Look for conduction defects, which could be due to blocks at SA node, AV node or in the bundles. In SA block, there is normal sinus rhythm interrupted by absent P-QRS-T complex. AV blocks are three types. If PR interval is prolonged but constant, it is first degree heart block. There are two types of second degree block. In type 1 PR interval progressively lengthens, when one beat is missed for rhythm to start again (Wenckebach’s phenomenon). In type 2 ( Mobitz) P wave is regular and PR interval is constant but QRS-T is absent for every third P (2:1 block) or every fourth P (3:1 block). In complete AV block P and Q waves bear no relationship to each other, atria controlled by sinus or supraventricular focus and ventricles controlled by junctional focus or escape rhythm. For Bundle branch blocks, look at leads V1 and V6. If the shape of R-S-R complex is M in lead V1 and W in lead V6 (MaRRoW), it is right bundle branch block while if the shape of of R-S-R complex is W in lead V1 and M in lead V6 (WiLLiaM), it is left bundle branch block.
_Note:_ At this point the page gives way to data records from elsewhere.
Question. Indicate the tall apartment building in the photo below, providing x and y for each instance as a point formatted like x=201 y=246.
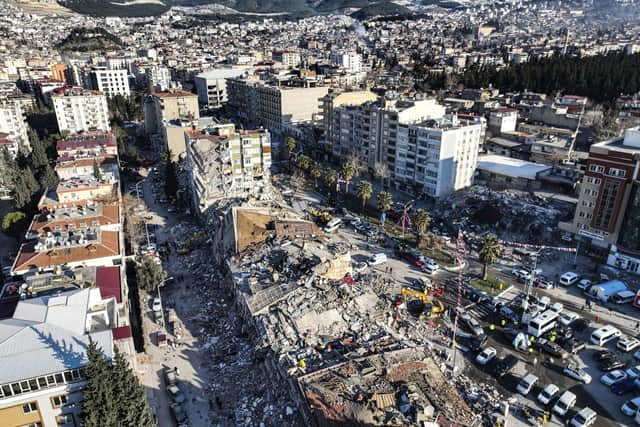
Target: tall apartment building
x=350 y=61
x=13 y=122
x=413 y=138
x=607 y=217
x=227 y=164
x=110 y=82
x=274 y=107
x=212 y=86
x=440 y=155
x=80 y=110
In left anterior hemiblock there is left axis deviation with small Q wave in lead 1 and in left posterior hemiblock there is right axis deviation with small Q wave in lead 3. Combinations cause bifascicular and trifascicular blocks.
Look for rhythm abnormalities focussing on morphology and rate of occurrence of P waves and QRS complexes. Quivering P (‘F’) waves at 300 to 600 per min. with irregular ventricular response of morphologically normal QRS is atrial fibrillation. Saw tooth shaped P waves at 200 to 400 per min. with regular P-P interval and varying conduction (eg 4:1 or 2:1) with regular R-R interval and normal QRS complex is atrial flutter. In atrial tachycardia often occuring in paroxysms at 150 – 200 per min., P waves are of varying shapes with regular P-P cycles and normal QRS complexes. In junctional (nodal) tachycardia at 100 – 200 per min., P wave may be inverted or absent and QRS complex normal, but P will have no relationship to QRS (AV dissociation). Atrial and nodal rhythms are classed as supraventricular tachycardia. In ventricular tachycardia, QRS complex is wider and bizarre at 100 – 200 per min. P waves would be absent, but if present will have no relation to QRS (AV dissociation). In ventricular fibrillation there is no P wave or QRS complex with rate of 150 – 500 per min. Waves will be larger in coarse fibrillation and smaller in fine fibrillation.Ventricular premature contractions could be seen as single early (extrasystoles) or single late (escape beats) waves.